In some embodiments, the first computer system is an application server and the second computer system is a content management system.
In some embodiments, the content management system instantiates the plurality of jobs and wherein the data units are data packages comprising a plurality of data objects, metadata describing the plurality of data objects and dependencies between the data objects, and information summarizing the data package.
In some embodiments, the automated process to move data is a data import operation.
In some embodiments, determining if an overlap exists between data units of the jobs comprises determining if a currently executing job and a new job share a same set of objects, wherein when the currently executing job and the new job share the same set of objects, the new job is not executed.
In some embodiments, the automated process to move data is a data export operation.
In some embodiments, determining if an overlap exists between data units of the jobs comprises determining if a currently executing job and a new job operate on a same data package, wherein when the currently executing job and the new job operate on a same data package, the new job is not executed.
The above description illustrates various embodiments along with examples of how aspects of some embodiments may be implemented. The above examples and embodiments should not be deemed to be the only embodiments, and are presented to illustrate the flexibility and advantages of some embodiments as defined by the following claims. Based on the above disclosure and the following claims, other arrangements, embodiments, implementations, and equivalents may be employed without departing from the scope hereof as defined by the claims.

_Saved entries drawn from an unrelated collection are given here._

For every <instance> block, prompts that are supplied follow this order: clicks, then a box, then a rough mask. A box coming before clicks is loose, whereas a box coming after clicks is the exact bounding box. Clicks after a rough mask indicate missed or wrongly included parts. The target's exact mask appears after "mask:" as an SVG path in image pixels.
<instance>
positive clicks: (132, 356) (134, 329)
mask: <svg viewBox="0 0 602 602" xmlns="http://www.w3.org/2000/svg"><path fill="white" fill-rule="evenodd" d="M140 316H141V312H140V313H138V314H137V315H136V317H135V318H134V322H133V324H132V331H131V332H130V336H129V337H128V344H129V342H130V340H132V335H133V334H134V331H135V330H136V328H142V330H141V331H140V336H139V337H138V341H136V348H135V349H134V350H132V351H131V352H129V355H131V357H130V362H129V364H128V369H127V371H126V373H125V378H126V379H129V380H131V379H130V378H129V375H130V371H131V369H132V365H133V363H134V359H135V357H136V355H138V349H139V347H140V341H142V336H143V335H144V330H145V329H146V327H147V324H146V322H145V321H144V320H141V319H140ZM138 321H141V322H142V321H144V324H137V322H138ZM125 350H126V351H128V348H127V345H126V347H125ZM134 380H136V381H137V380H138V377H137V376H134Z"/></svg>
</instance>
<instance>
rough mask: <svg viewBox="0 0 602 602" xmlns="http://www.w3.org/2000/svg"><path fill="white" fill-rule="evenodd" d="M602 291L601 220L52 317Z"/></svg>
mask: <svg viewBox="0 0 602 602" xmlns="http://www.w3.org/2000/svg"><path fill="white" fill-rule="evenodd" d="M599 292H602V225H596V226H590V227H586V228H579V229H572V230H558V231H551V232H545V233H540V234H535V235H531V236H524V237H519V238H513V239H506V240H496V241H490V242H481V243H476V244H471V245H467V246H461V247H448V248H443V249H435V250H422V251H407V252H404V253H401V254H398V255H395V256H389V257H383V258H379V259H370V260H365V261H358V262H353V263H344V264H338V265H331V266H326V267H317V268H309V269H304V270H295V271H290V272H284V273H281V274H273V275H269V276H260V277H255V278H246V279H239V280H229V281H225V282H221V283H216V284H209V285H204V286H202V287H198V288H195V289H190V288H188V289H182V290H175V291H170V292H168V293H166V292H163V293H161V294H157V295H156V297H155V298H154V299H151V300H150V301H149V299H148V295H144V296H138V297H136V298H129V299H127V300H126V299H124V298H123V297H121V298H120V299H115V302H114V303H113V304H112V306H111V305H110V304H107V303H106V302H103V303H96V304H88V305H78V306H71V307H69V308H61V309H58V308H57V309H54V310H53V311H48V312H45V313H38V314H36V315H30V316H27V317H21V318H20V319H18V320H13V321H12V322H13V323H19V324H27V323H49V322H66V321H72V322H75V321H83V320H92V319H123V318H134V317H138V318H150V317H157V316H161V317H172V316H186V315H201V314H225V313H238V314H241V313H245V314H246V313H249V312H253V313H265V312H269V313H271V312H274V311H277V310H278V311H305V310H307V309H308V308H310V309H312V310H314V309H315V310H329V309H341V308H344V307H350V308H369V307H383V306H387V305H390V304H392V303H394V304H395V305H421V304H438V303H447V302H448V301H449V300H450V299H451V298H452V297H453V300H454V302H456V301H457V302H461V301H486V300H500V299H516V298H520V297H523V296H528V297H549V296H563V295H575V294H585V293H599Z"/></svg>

This application is related to, and concurrently filed with, U.S. Patent Application Ser. No. (Unassigned; Attorney Docket No. 000005-105500US, entitled “SYSTEMS AND METHODS FOR AUTHORIZED MOVEMENT OF INFORMATION BETWEEN COMPUTER SYSTEMS”, naming Sahana Durgam Udaya as inventor, on Dec. 6, 2023, the disclosure of which is hereby incorporated herein by reference. This application is related to, and concurrently filed with, U.S. Patent Application Ser. No. (Unassigned; Attorney Docket No. 000005-105600US, entitled “SYSTEMS AND METHODS FOR SCHEDULING PACKAGES TO SYNCHRONIZE CONTENT ACROSS COMPUTER SYSTEMS”, naming Sahana Durgam Udaya and Pranav Kumar as inventors, filed on Dec. 6, 2023, the disclosure of which is hereby incorporated herein by reference. This application is related to, and concurrently filed with, U.S. Patent Application Ser. No. (Unassigned; Attorney Docket No. 000005-106300US, entitled “SYSTEMS AND METHODS FOR COPYING DATA BETWEEN COMPUTER SYSTEMS”, naming Sahana Durgam Udaya, Soumya Basavaraju, Abhishek Nagendra, Ashokkumar Kandasamy Narayanan, and Mickey Wong as inventors, filed on Dec. 6, 2023, the disclosure of which is hereby incorporated herein by reference. This application is related to, and concurrently filed with, U.S. Patent Application Ser. No. (Unassigned; Attorney Docket No. 000005-106400US, entitled “SYSTEMS AND METHODS FOR STORING AND RETRIEVING PUBLIC DATA”, naming Sahana Durgam Udaya as inventor, filed on Dec. 6, 2023, the disclosure of which is hereby incorporated herein by reference.